107th Infantry Memorial
Backstory and Context
As the United States mobilized for the Great War (now referred to as World War I), the Seventh New York Infantry, a unit which traced its origins back hundreds of years to the American Revolution, officially became the 107th Infantry Regiment and was placed in the Fifty-Fourth Brigade, Twenty-Seventh Division. The regiment drilled in the Sheep Meadow, not far from where its monument stands today, before shipping out to Europe and the Western Front with 2,995 officers and men in May 1918. Between September 24 and October 21 of that same year, the 107th Infantry, with the rest of the Twenty-Seventh Division, took part in the Allied Somme Offensive, which successfully broke Germany’s defensive Hindenburg Line and helped bring an end to the war. The 107th Infantry saw heavy fighting during the assault, including brutal hand-to-hand combat. By late March 1919, the entire regiment had returned home from Europe. During its service on the Western Front, the 107th Infantry suffered 1,918 casualties. Of the casualties, 437 were killed in action, 1,383 were wounded, and another ninety-eight later succumbed to their wounds.
One of the men of the 107th Infantry was Karl Illava (1896-1954).

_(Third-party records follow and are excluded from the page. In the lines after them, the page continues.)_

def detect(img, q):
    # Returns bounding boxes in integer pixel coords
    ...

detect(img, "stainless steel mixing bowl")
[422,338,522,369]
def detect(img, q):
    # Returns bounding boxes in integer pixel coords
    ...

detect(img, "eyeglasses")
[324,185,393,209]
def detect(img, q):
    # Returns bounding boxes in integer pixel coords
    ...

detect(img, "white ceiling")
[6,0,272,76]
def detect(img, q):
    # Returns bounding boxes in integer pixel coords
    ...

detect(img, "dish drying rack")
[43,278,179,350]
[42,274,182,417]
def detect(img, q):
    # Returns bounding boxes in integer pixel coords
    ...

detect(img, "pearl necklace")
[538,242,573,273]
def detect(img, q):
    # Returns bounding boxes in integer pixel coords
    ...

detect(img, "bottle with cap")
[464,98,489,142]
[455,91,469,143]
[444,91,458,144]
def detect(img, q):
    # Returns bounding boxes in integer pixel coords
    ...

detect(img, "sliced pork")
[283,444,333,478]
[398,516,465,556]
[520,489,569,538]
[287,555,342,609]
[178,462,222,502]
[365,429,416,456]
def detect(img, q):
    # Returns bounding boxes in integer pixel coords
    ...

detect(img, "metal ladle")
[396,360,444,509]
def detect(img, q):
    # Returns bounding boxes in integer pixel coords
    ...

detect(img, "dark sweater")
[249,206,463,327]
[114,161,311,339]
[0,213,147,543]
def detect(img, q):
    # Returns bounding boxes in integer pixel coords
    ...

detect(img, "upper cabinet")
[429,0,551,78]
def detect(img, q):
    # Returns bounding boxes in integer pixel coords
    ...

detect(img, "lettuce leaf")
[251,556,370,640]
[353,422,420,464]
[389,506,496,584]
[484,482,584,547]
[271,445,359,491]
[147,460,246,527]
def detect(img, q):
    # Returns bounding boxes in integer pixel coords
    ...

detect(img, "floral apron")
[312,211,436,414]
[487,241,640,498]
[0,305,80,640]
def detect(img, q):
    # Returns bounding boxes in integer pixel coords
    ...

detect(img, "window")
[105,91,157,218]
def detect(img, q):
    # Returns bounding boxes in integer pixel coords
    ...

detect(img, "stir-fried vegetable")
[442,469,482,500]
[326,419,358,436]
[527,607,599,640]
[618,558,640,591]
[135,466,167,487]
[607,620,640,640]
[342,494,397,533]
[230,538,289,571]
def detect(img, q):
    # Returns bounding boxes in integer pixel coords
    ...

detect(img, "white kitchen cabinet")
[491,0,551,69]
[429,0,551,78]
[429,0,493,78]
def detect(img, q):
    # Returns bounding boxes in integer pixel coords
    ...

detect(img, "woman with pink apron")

The son of a successful New York City starch manufacturer, Illava served as a dispatch rider during the war and rose to the rank of sergeant major. Before the war, he was a sculptor and spent three years studying under Gutzon Borglum, the man who would later create the Mount Rushmore National Memorial. After the war, Illava returned to New York City and resumed his artistic career. At some point, the Seventh Regiment New York 107th United Infantry Memorial Committee commissioned Illava to sculpt a memorial to commemorate the regiment’s service in the Great War. Taking inspiration from his own experience in the conflict, he went to work at his studio in Elmsford in Westchester County. Unbeknownst to Illava at the time, the memorial to the 107th Infantry would become his most famous work.
On September 27, 1927, the ninth anniversary of the regiment’s breaking through the Hindenburg Line at St. Quentin Canal, the monument was revealed to a crowd of a few thousand people and honored guests. Perched on a stepped granite pedestal designed by New York architects Rogers and Haneman, the bronze sculpture, cast in Italy, depicts seven anonymous larger-than-life-sized soldiers of the 107th Infantry in action. Three of the men, with courageous and determined expressions on their faces, appear to advance forward with rifles in hand and bayonets fixed. Two others help two wounded comrades, one with a dressing wrapped around his head and the other completely limp and barely alive. Rather than glorify or romanticize war, Illava’s work portrays it as brutal, chaotic, and deadly, while still commemorating the bravery and sacrifices of the men of the 107th Infantry during the Great War.
The monument to the 107th Infantry remained in the location at which it was dedicated until the 1950s. In 1954, the City of New York moved the monument to its current location, where East Sixty-Seventh Street meets Fifth Avenue. Originally, the monument was closer to where Sixty-Fifth Street meets Fifth Avenue, but it was relocated about a block north to make way for a new east-west road into Central Park.